What is SIM Swap Fraud?
SIM swap fraud occurs when criminals use your phone number to get access to your accounts by exploiting a flaw in two-factor authentication and verification.
SIM swapping occurs when scammers contact your phone’s carrier and deceive them into activating a SIM card owned by the fraudsters. When this happens, the scammers have possession of your phone number.
This means that scammers could enter your username and password when accessing your mobile wallet. The bank will then transmit a code – two-factor authentication — to your smartphone number, which you must enter to access your online account. What is the issue? Following a SIM swap, that number is now assigned to the scammers’ smartphone or other device. They can then enter your bank account using that code.
Fortunately, you can guard against SIM swapping. It’s all about avoiding scammers from discovering your logins and passwords for your online bank or credit card accounts. It also helps to be aware of the most prevalent warning signals of a SIM swap fraud.
To avoid this disastrous practice, telcos advise making sure your SIM card has an active SIM lock, use strong passwords, and keep your details away from social media.
To avoid becoming a victim of Sim Swap Fraud as a Safaricom subscriber, dial *100*100# to activate anti-swapping. As a result, your sim card will be locked from replacement/swap at MPESA Agents, this will only be sucessful when you present yourself to a nearby Safaricom shop with your original ID.
Signs you are a victim of Sim Swapping
- You are unable to make calls or send SMS
Having problems sending texts or making phone calls? The first clue that you may have been a victim of SIM swapping is when your phone calls and text messages stop working. This is most likely due to criminals deactivating your SIM card and using your phone number.
- You get notified of other people’s actions
If your phone carrier alerts you that your SIM card or phone number has been activated on another device, you’ve been a victim.
- You can’t access your accounts
If your login credentials for accounts such as your bank and credit card accounts no longer function, it’s likely that scammers have changed your passwords and usernames, possibly after stealing your phone number. Inform your bank and other agencies as soon as possible.
- You discover transactions you don’t recall doing
If you are reviewing your online credit card statement and discover multiple transactions that you do not recall making, you may be the victim of a SIM switch fraud. This indicates that fraudsters have gained access to your credit card information and exploited it to make illicit purchases. They may have accomplished this by first acquiring your phone number and then using the information supplied to it.
How to protect yourself from SIM Swap fraud
- Online behavior: Beware of phishing emails and other ways attackers may try to access your personal data to help them convince your bank or cell phone carrier that they are you. Don’t click on links in email messages from people you don’t know. And remember, your bank, cable provider, credit card company, or other service providers won’t ask for your personal or financial information through an email message.
- Account security: Boost your cellphone’s account security with a unique, strong password and strong security questions and answers that only you know.
- PIN codes: If your phone carrier allows you to set a separate passcode or PIN for your communications, consider doing it.
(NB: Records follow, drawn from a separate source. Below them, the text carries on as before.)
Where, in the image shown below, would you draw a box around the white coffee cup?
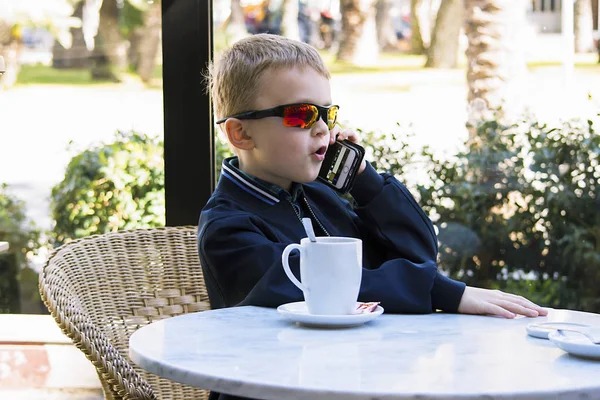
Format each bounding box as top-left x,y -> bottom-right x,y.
281,237 -> 362,315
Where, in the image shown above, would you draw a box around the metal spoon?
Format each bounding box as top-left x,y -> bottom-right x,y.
302,218 -> 317,243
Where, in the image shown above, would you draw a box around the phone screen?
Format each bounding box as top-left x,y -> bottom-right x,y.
321,142 -> 356,189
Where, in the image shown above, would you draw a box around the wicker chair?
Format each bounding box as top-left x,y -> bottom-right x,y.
39,226 -> 210,400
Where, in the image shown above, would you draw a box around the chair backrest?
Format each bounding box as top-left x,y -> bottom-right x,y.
40,226 -> 210,400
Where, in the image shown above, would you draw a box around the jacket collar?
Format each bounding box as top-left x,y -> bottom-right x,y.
221,157 -> 303,205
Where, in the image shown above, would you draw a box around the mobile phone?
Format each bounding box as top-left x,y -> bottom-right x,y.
317,140 -> 365,194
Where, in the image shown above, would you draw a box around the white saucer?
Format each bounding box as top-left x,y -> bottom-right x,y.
548,331 -> 600,360
277,301 -> 383,328
525,322 -> 589,339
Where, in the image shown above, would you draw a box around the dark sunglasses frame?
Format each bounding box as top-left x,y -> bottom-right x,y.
216,103 -> 340,129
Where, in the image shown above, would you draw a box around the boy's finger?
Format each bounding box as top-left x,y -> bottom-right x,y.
485,303 -> 516,319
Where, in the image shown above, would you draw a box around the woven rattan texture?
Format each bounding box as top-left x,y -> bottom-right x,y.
40,226 -> 210,400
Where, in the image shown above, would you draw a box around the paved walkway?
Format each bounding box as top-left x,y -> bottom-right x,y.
0,389 -> 104,400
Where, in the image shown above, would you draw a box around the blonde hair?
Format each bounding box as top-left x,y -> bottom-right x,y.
207,34 -> 330,119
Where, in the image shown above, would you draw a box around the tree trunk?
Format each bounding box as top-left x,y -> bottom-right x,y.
223,0 -> 248,45
52,1 -> 90,68
281,0 -> 300,40
425,0 -> 465,68
465,0 -> 526,129
137,0 -> 162,83
0,21 -> 23,91
410,0 -> 425,54
375,0 -> 398,50
337,0 -> 379,65
91,0 -> 127,82
574,0 -> 596,53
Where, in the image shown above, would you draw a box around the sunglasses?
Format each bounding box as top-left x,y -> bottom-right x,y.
217,103 -> 340,129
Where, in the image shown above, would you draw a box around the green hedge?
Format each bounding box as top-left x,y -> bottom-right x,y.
45,116 -> 600,312
366,116 -> 600,312
51,132 -> 165,245
0,184 -> 41,314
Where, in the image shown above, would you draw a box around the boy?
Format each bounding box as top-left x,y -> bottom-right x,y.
198,34 -> 546,398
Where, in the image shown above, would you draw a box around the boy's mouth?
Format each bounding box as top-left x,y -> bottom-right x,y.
313,146 -> 327,162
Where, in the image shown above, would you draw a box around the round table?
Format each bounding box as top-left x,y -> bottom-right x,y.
129,307 -> 600,400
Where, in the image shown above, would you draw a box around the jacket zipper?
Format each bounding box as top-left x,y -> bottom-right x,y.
288,196 -> 331,236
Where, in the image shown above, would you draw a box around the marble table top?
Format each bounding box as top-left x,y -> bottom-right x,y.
129,307 -> 600,400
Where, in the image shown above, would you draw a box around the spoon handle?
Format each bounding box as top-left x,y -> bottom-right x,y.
302,218 -> 317,242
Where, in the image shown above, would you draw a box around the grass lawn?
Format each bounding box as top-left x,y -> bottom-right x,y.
17,65 -> 109,85
12,51 -> 600,87
17,64 -> 162,88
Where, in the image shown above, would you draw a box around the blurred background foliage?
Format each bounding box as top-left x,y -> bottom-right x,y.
0,184 -> 42,313
51,132 -> 165,245
365,111 -> 600,312
0,0 -> 600,312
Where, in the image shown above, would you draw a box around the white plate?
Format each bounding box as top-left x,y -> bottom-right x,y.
525,322 -> 589,339
548,331 -> 600,360
277,301 -> 383,328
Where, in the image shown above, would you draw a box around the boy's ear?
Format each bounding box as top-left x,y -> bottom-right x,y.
224,118 -> 254,150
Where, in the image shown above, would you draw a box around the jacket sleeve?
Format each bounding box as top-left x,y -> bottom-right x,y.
199,206 -> 462,313
349,163 -> 466,312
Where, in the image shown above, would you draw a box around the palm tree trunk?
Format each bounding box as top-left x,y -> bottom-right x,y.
337,0 -> 379,65
465,0 -> 525,126
375,0 -> 398,50
91,0 -> 127,82
410,0 -> 425,54
0,21 -> 23,90
222,0 -> 248,46
574,0 -> 596,53
137,1 -> 162,83
425,0 -> 465,68
52,1 -> 90,68
281,0 -> 300,40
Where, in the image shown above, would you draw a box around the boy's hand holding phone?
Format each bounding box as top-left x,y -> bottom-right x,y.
317,126 -> 367,194
329,125 -> 367,175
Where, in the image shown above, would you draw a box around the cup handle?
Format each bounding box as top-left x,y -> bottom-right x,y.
281,243 -> 308,292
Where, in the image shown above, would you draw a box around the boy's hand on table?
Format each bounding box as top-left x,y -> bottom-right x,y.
458,286 -> 548,318
329,125 -> 367,175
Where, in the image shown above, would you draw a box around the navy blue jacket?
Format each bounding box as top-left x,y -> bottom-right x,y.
198,157 -> 465,313
198,157 -> 465,400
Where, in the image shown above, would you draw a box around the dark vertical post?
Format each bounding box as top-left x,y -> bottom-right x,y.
162,0 -> 215,226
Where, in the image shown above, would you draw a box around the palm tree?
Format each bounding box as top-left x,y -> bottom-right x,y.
465,0 -> 525,126
137,0 -> 162,83
0,0 -> 81,88
337,0 -> 379,65
410,0 -> 425,54
574,0 -> 596,53
425,0 -> 465,68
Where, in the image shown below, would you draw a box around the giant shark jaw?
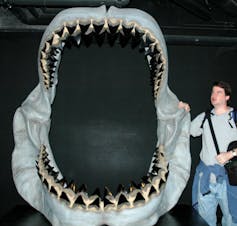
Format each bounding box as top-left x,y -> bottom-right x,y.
12,6 -> 190,226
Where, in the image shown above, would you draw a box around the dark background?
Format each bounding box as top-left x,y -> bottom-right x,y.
0,1 -> 237,219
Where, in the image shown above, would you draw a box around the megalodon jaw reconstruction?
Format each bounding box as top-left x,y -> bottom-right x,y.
12,6 -> 191,226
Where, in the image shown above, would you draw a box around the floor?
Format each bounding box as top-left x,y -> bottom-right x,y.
0,205 -> 208,226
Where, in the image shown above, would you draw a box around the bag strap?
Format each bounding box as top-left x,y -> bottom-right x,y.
206,112 -> 220,155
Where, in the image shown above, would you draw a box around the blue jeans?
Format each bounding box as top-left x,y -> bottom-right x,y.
198,177 -> 237,226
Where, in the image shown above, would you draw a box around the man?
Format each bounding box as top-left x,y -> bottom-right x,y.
179,81 -> 237,226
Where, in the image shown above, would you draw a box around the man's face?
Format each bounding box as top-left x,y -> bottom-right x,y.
211,86 -> 230,107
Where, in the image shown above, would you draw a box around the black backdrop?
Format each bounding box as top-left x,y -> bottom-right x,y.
0,14 -> 237,219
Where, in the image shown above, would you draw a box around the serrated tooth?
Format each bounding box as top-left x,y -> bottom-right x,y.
141,184 -> 152,201
60,25 -> 70,40
115,192 -> 130,209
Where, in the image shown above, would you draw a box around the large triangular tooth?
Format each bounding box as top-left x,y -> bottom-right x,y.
72,21 -> 81,36
80,21 -> 90,35
117,184 -> 125,194
74,193 -> 86,209
133,191 -> 146,206
141,184 -> 152,201
49,170 -> 59,179
89,188 -> 100,200
49,185 -> 58,197
63,188 -> 78,208
93,20 -> 106,35
52,33 -> 61,47
53,182 -> 64,199
78,184 -> 87,193
56,177 -> 67,188
60,25 -> 70,40
104,187 -> 116,210
85,19 -> 95,35
42,41 -> 51,54
151,176 -> 161,192
67,180 -> 78,193
88,188 -> 101,210
67,24 -> 76,35
115,192 -> 130,209
127,181 -> 140,205
148,185 -> 159,197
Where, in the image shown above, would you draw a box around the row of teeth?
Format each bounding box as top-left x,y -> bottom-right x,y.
40,18 -> 166,97
36,146 -> 168,211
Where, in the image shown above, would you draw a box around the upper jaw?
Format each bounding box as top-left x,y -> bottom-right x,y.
38,6 -> 168,98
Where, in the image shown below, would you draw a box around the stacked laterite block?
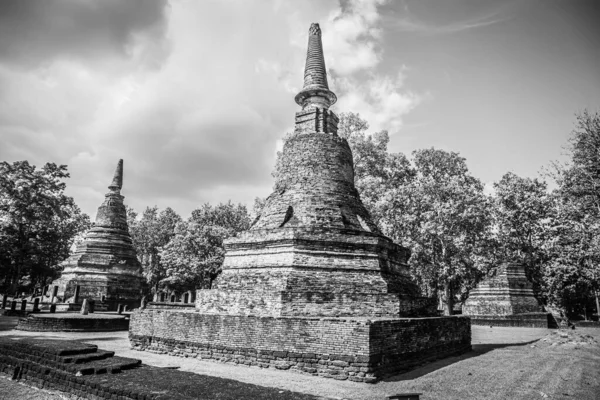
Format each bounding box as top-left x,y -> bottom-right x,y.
0,338 -> 142,400
462,264 -> 549,328
129,24 -> 471,382
52,160 -> 145,311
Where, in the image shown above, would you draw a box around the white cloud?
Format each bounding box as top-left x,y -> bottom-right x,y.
0,0 -> 418,216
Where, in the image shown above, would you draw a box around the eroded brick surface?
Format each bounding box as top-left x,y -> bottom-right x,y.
462,264 -> 548,327
51,160 -> 144,310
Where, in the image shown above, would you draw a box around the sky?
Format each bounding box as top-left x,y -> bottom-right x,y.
0,0 -> 600,218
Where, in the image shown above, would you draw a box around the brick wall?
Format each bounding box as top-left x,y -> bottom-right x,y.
129,306 -> 471,382
15,315 -> 129,332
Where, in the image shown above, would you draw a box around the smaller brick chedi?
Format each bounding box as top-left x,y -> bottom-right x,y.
129,24 -> 471,382
462,263 -> 548,328
52,160 -> 144,310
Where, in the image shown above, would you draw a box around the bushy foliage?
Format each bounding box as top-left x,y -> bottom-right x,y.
0,161 -> 90,291
159,202 -> 250,288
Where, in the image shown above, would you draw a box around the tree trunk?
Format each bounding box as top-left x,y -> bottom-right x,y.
444,283 -> 454,315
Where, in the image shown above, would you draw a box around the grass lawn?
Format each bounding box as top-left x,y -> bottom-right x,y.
0,318 -> 600,400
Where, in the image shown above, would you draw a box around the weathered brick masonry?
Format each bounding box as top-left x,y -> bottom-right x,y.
462,264 -> 548,328
15,314 -> 129,332
130,24 -> 471,382
52,160 -> 145,310
129,303 -> 471,382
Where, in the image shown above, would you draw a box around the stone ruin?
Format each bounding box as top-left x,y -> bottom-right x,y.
51,160 -> 145,311
129,24 -> 471,382
462,263 -> 551,328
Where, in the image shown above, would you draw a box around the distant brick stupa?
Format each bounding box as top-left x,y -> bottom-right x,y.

It could provide an additional layer of protection.
- IDs: Don’t build your security and identity authentication solely around your phone number. This includes text messaging (SMS), which is not encrypted.
- Authentication apps: You can use an authentication app such as Google Authenticator, which gives you two-factor authentication but ties to your physical device rather than your phone number.
- Bank and mobile carrier alerts: See if your banks and mobile carrier can combine efforts, sharing their knowledge of SIM swap activity, and implementing user alerts along with additional checks when SIM cards are reissued, for instance.
- Behavioral analysis technology: Banks can use technology that analyzes customer behavior to help them discover compromised devices, warning them not to send SMS passwords.
- Call-backs: Some organizations call customers back to make sure they are who they say they are — and to catch identity thieves.